05 June 2016

Mis-Adventures In Security Engineering

One day, I found myself working at a new {dayjob}.  I was enthusiastic about this job ; I thought I could make a real difference at this shop and work with some interesting tech.

But the environment in this shop was chaotic, and I spent a lot of time fighting fires.  Every day brought its own challenges...

Early on, I became aware of a security problem in the product I was supporting.  The problem itself was pretty serious, and in my assessment if somebody had managed to exploit this problem the effects would have been significant and widespread.

On numerous occasions, I asked my manager to allocate time into my schedule to fix this problem.  Unfortunately, I was spending a huge amount of time fire-fighting other problems, and I simply had no time to put together a proper solution for this security problem.  At the time, my manager was not interested in me devoting any time to solving this problem.

This situation went on for a while, until one of our more security-conscious customers started asking some pretty reasonable questions to the effect of "how is this area of your product secured?".  As I recall, the official answer (which I wanted no part of) involved some hand-waving.

But I used this incident to stress my point:  the security in this area of the product was dangerously flawed, and we needed to fix this problem.  And....I stressed a second point too:  we could either fix this problem according to our own schedule, or else we could try to fix this problem in a panic because of a public disclosure of this flaw.
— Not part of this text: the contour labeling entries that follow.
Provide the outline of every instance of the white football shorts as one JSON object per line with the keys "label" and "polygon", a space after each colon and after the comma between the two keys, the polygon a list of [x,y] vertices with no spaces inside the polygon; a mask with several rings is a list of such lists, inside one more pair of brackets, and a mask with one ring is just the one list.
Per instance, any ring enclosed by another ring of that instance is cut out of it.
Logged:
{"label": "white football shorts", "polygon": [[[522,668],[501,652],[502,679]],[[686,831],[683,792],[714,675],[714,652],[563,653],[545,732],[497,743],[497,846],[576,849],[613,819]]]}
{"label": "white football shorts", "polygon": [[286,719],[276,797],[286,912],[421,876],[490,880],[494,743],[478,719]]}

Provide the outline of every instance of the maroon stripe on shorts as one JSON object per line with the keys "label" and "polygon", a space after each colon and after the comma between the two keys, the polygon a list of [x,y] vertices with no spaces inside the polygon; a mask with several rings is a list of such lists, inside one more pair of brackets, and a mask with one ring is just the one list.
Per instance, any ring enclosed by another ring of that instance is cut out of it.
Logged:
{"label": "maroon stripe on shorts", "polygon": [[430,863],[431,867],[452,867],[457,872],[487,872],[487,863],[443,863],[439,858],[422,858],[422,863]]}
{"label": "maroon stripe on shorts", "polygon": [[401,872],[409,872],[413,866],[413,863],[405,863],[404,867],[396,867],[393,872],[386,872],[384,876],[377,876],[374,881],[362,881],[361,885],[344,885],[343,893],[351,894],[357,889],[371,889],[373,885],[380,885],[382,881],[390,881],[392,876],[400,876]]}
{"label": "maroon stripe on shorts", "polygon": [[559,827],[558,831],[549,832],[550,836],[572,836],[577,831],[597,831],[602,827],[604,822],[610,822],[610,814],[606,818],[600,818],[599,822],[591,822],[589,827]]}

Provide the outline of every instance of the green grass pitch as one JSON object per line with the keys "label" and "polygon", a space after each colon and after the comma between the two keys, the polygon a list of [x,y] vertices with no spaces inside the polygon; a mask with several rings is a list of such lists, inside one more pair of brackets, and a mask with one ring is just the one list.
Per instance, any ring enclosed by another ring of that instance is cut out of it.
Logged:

I was still in fire-fighting mode -- with very little time to work on this security problem.  But, I did manage to write a design specification for how this problem could be solved, and I wrote some proof-of-concept code that showed how the fix could be implemented.

I continued to ask my manager for time to implement the real solution -- time to productize my proof-of-concept, and time to work through a few problems that I hadn't quite solved yet.  But this never yielded much.
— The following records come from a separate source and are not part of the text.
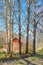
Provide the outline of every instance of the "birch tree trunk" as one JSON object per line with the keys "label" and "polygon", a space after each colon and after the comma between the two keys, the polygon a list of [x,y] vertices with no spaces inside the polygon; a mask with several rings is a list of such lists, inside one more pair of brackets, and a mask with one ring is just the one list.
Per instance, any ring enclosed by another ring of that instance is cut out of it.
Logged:
{"label": "birch tree trunk", "polygon": [[29,41],[29,23],[30,23],[30,0],[28,3],[28,18],[27,18],[27,29],[26,29],[26,53],[28,53],[28,41]]}
{"label": "birch tree trunk", "polygon": [[[8,24],[7,24],[7,7],[6,7],[6,0],[4,0],[4,22],[6,26],[6,44],[8,45]],[[8,53],[8,46],[6,46],[6,51]]]}
{"label": "birch tree trunk", "polygon": [[34,39],[33,39],[33,54],[35,55],[35,44],[36,44],[36,0],[33,1],[34,3]]}

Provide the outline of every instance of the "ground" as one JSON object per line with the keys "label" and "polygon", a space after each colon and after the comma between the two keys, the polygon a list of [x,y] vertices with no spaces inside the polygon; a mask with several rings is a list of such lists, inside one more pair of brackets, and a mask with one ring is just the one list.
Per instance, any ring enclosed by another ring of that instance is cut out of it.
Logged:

Instead, what happened was that one day I was told that {very-senior-and-important-engineer} would be implementing a fix for this problem.  Apparently it had been decided that this problem was actually important.
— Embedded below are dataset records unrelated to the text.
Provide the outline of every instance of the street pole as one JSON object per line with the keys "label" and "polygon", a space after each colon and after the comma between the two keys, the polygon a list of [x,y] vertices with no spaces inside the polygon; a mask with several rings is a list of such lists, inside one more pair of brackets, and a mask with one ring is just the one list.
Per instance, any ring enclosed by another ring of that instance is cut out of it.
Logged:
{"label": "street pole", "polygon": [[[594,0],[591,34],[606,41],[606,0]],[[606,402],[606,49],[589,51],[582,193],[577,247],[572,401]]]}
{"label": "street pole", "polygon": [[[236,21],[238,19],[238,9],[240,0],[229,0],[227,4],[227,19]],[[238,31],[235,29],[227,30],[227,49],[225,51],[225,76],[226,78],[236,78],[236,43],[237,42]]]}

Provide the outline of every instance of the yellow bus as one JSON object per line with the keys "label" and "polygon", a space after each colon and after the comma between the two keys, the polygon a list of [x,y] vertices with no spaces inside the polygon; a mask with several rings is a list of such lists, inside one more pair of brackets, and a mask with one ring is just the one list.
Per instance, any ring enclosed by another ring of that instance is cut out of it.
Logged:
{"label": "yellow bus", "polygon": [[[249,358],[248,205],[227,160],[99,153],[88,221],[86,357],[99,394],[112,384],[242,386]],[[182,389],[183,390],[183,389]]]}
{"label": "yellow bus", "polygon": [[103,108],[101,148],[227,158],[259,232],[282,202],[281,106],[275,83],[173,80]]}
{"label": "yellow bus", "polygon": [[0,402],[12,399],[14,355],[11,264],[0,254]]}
{Very-senior-and-important-engineer} had much more experience with the company's products than I did.  He had also been involved with the meetings I had held in which I had described the problem, the ramifications of the problem, and my proposed solution.  He had easy access to my design document, and my proof-of-concept code too.

Meanwhile, I was still up to neck with other problems.

I was envious that {very-senior-and-important-engineer} was going to get to solve this problem....but, on the whole, I was glad that we'd actually get to solve this problem in a non-emergency mode.  This was a pretty complicated problem!..

Also, it seemed somewhat reasonable for {very-senior-and-important-engineer} to fix this problem, since, in my mind, he was the engineer who was responsible for the original flawed scheme.


To my great surprise, two days after I was told that {very-senior-and-important-engineer} was going to start working on this problem, he stopped me in the company break-room, rubbed his hands together and in his booming voice proclaimed "IT IS DONE!".  I replied "what?".  And then he told me that the security problem was fixed.

I was surprised to hear this news, because I estimated that fixing this problem would take....many weeks of uninterrupted effort.  I knew that {very-senior-and-important-engineer} could implement code very quickly...and he was far more familiar with the system than I was....but still...

{very-senior-and-important-engineer} told me that he had checked his whole implementation of the security fix into source control a few minutes earlier.

So...I went back to me desk and looked through our source control system.  Here I present to you the entirety of {very-senior-and-important-engineer}'s effort.  Just to be 100% clear, the {entity} that sits on the other side of this socket.....there is no good reason to have any trust in this entity, and, in fact, you actually have to assume that this entity has been completely compromised by an attacker.

Here's what I saw:
$ svn blame .....
Annotations for /long/path/to/file.java
[...some editing done here....]
public void run() 
        InetAddress remoteHost = socket.getInetAddress();
        String ip = remoteHost.getHostAddress();
        System.out.println("\nClient connecting IP = " +
                     remoteHost.getHostAddress() + " name = " +
                     remoteHost.getHostName() + "\n");
        socket.setSoTimeout(30 * 1000);
        InputStream inputStream = socket.getInputStream();
        OutputStream outputStream = socket.getOutputStream();
        DataInputStream input = new DataInputStream(inputStream);
        DataOutputStream output = new DataOutputStream(outputStream);
        int time = (int)(System.currentTimeMillis() / 1000);
        PublicKey serverPublicKey = serverKeyPair.getPublic();
        BASE64Encoder myB64 = new BASE64Encoder();
        String b64 = myB64.encode(serverPublicKey.getEncoded());
        byte[] bytes = b64.getBytes();
        ByteArrayOutputStream baos = new ByteArrayOutputStream();
        DataOutputStream outKey = new DataOutputStream(baos);
        outKey.write(serverPassPhrase, 0, serverPassPhrase.length);
        byte[] phrase = baos.toByteArray();
        bytes = encryptAES(phrase, bytes);
        output.write(bytes, 0, bytes.length);
        PrivateKey agentPrivateKey = agentKeyPair.getPrivate();

        b64 = myB64.encode(agentPrivateKey.getEncoded());
        bytes = b64.getBytes();

        bytes = encryptAES(phrase, bytes);

        output.write(bytes, 0, bytes.length);

   catch (Exception e)
This was the entirety of {very-senior-and-important-engineer}'s solution to the security problem.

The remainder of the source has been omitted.